Mina Clavero cuenta con una amplia variedad de espacios junto a sus ríos, desde playas de arena y sectores de aguas tranquilas ideales para familias hasta rincones rodeados de rocas, cascadas y ollas naturales.

Mina Clavero cuenta con una amplia variedad de espacios junto a sus ríos, desde playas de arena y sectores de aguas tranquilas ideales para familias hasta rincones rodeados de rocas, cascadas y ollas naturales.

El circuito de las tres cuencas: un paraíso hídrico entre cascadas y toboganes naturales

La verdadera riqueza de Mina Clavero radica en la diversidad de sus cursos de agua, que ofrecen experiencias completamente distintas a muy pocos metros de distancia entre sí:

  • Río Mina Clavero: este emblemático cauce nace en la inmensidad de las Altas Cumbres y ostenta el prestigioso título de ser una de las Siete Maravillas Naturales de Argentina. Destaca por la pureza y frescura de sus aguas cristalinas, que encajonan el recorrido entre formaciones rocosas, ollas profundas para clavados, toboganes naturales y saltos de agua ideales para refrescarse durante los días más calurosos.
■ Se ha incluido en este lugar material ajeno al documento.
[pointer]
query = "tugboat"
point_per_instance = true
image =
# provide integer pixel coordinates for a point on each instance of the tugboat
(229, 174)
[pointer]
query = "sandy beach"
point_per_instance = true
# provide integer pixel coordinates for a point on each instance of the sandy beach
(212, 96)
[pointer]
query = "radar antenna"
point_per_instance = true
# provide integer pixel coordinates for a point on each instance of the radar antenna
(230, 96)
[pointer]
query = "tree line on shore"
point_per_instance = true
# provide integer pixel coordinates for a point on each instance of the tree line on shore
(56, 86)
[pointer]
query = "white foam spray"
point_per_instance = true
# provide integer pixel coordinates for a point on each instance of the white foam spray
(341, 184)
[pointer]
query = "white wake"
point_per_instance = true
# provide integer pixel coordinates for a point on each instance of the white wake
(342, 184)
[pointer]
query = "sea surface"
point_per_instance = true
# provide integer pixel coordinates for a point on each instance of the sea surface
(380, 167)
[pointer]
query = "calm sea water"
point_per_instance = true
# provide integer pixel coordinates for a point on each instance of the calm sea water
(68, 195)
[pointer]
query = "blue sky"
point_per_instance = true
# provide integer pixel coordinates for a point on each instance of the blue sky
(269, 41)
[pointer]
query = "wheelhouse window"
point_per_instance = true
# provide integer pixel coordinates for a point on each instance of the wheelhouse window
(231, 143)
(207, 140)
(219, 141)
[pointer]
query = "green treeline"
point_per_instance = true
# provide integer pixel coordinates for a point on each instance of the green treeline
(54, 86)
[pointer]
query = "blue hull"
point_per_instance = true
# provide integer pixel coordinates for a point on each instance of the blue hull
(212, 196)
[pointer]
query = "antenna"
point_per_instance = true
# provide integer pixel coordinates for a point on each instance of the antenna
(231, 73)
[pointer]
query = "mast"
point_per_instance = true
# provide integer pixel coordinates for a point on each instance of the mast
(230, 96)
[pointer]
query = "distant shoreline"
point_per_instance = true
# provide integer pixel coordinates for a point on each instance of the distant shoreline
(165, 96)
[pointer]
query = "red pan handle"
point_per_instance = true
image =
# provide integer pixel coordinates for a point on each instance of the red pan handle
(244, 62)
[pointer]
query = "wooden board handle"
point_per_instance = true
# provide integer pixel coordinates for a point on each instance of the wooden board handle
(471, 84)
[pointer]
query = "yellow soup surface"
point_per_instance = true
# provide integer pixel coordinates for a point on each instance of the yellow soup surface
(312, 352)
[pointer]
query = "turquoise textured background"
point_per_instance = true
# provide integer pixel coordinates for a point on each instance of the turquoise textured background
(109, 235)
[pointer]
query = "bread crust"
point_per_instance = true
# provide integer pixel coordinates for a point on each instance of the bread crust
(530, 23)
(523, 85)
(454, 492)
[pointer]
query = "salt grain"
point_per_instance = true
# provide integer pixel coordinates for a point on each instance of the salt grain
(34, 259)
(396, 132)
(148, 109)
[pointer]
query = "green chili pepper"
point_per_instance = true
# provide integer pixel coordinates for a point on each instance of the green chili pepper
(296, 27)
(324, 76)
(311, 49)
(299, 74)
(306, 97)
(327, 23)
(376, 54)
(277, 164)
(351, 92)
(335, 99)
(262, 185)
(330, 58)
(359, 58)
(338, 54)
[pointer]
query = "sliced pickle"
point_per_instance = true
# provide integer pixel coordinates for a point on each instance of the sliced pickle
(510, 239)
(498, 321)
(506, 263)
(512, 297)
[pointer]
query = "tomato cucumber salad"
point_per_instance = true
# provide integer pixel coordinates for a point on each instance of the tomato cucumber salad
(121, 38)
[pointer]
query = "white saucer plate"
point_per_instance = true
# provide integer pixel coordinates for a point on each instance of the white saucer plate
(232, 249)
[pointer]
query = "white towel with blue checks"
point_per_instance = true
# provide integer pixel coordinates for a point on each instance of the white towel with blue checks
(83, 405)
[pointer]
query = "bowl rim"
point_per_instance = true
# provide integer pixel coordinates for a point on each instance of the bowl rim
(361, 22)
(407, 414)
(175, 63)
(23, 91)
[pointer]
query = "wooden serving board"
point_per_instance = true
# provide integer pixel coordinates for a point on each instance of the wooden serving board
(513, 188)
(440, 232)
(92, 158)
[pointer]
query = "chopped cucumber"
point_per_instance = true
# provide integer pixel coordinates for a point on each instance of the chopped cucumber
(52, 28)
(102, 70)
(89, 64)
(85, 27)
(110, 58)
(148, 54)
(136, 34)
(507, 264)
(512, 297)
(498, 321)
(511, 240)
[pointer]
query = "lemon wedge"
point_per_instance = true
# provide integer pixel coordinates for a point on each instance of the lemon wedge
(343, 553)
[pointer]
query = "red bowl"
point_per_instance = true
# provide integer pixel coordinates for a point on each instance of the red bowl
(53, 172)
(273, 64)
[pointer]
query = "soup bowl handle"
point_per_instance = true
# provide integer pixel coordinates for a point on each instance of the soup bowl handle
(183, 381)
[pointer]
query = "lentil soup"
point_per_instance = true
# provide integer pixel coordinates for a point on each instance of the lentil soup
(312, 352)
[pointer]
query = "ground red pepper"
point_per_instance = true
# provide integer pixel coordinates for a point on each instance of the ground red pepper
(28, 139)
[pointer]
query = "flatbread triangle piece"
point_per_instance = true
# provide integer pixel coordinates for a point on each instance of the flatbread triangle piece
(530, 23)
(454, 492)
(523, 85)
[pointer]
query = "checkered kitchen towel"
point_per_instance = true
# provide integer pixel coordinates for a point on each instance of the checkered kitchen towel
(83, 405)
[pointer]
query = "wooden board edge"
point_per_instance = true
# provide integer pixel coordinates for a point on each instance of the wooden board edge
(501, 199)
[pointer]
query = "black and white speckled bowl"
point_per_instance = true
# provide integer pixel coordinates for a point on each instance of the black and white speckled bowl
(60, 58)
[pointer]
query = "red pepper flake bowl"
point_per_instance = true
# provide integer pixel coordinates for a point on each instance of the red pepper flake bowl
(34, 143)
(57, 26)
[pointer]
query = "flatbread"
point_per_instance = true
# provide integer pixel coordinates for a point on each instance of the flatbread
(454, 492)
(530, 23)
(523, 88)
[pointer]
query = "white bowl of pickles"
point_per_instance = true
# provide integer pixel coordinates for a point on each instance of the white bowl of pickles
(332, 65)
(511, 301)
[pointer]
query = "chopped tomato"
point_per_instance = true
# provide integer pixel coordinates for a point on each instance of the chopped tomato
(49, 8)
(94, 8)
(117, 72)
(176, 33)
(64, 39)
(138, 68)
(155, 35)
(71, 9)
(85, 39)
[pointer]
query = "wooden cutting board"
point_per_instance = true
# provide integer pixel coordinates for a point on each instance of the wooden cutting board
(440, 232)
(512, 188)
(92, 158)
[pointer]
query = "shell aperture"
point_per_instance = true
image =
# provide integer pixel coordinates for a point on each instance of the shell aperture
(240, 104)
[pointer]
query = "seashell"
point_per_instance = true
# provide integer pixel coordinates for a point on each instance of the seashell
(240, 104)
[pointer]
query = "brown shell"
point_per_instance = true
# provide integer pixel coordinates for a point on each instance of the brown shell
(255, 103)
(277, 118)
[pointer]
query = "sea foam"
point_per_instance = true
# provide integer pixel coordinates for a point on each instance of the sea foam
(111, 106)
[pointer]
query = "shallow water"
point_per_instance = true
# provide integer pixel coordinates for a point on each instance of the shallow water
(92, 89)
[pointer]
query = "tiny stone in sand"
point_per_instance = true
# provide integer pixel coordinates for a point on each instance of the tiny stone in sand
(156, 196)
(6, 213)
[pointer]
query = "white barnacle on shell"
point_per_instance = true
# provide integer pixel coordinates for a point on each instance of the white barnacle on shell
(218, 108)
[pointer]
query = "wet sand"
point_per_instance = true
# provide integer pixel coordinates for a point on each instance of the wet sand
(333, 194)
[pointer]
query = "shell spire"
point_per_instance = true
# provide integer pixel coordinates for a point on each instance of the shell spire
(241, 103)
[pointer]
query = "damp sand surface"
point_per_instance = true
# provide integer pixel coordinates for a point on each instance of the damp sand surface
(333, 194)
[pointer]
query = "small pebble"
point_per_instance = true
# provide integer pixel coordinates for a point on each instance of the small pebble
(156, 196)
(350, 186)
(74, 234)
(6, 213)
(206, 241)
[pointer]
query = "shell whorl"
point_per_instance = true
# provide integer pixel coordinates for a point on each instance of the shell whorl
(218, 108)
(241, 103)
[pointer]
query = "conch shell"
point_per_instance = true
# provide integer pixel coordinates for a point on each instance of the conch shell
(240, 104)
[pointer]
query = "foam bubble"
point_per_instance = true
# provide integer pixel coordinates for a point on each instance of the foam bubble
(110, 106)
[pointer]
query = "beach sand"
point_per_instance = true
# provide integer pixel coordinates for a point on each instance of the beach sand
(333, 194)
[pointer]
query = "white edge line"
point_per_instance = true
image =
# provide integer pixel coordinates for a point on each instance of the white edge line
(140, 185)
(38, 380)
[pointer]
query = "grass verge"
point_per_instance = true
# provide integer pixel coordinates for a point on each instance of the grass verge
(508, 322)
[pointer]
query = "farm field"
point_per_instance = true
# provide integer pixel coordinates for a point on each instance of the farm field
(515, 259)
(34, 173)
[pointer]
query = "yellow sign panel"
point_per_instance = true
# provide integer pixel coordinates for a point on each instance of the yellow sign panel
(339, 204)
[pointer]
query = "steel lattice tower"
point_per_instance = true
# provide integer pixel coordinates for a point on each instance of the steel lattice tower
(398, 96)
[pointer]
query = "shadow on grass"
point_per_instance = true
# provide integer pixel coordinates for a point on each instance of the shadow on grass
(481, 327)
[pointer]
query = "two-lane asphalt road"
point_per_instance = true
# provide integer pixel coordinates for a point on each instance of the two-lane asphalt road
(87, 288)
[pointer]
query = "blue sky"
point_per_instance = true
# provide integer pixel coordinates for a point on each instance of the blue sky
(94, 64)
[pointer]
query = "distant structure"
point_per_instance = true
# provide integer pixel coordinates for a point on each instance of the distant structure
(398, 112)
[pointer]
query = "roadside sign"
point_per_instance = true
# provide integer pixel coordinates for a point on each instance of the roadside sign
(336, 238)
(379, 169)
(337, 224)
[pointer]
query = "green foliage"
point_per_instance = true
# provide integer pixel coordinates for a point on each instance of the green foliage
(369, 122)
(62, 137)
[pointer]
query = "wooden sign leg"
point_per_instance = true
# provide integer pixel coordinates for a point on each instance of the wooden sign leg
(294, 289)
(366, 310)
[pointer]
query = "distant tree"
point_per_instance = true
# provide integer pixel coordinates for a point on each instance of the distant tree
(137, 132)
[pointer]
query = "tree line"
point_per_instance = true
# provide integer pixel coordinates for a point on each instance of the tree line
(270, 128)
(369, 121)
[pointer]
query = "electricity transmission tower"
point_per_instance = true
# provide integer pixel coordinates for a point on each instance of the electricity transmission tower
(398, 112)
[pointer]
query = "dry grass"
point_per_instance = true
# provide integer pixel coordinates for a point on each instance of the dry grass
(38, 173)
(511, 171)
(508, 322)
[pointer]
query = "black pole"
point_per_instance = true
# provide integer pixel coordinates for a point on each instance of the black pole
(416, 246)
  • Río Panaholma: en contraste con el anterior, este río se caracteriza por presentar corrientes de aguas más templadas y lechos de arena fina. Sus playas de suave pendiente se transforman en el punto de encuentro predilecto para familias con niños pequeños y personas mayores que buscan nadar con tranquilidad.

  • Río Los Sauces: la confluencia exacta entre el río Mina Clavero y el río Panaholma da origen a este imponente cauce que atraviesa buena parte del valle. A lo largo de sus márgenes emergen más de diez balnearios reconocidos, algunos con entornos vírgenes y otros dotados de infraestructura completa con asadores, proveedurías, sombras naturales de sauces y áreas de acampe.

El río Mina Clavero nace en las Altas Cumbres y ostenta la distinción como una de las Siete Maravillas Naturales de Argentina por la transparencia de sus aguas.

El río Mina Clavero nace en las Altas Cumbres y ostenta la distinción como una de las Siete Maravillas Naturales de Argentina por la transparencia de sus aguas.

Gastronomía de montaña, paseos artesanales y vida nocturna al pie de las Sierras Grandes

Cuando el sol empieza a esconderse detrás de los cerros, el movimiento turístico se traslada desde la rivera hacia el centro de la localidad, donde la propuesta cultural y de ocio cobra verdadero protagonismo.

Dentro del centro urbano los visitantes encuentran un corredor culinario muy variado que abarca desde parrillas tradicionales especializadas en chivito serrano a la estaca hasta restobares modernos, pizzerías a la leña, confiterías y acogedoras casas de té con repostería típica cordobesa.

Las veredas que bordean el río reúnen a artesanos locales y de distintos puntos del país que exhiben piezas únicas en cerámica, cuero, lana y madera. En paralelo, artistas callejeros, músicos y teatreros le dan vida y color a las caminatas nocturnas.

Opciones de ocio nocturno y alojamiento: la villa veraniega complementa su noche con salas de cine, pubs con cerveza artesanal y discotecas para el público joven. Respecto al hospedaje, la oferta es sumamente amplia e incluye complejos de cabañas de madera, hosterías boutique, hoteles de varias estrellas y campings parquizados a orillas de los arroyos.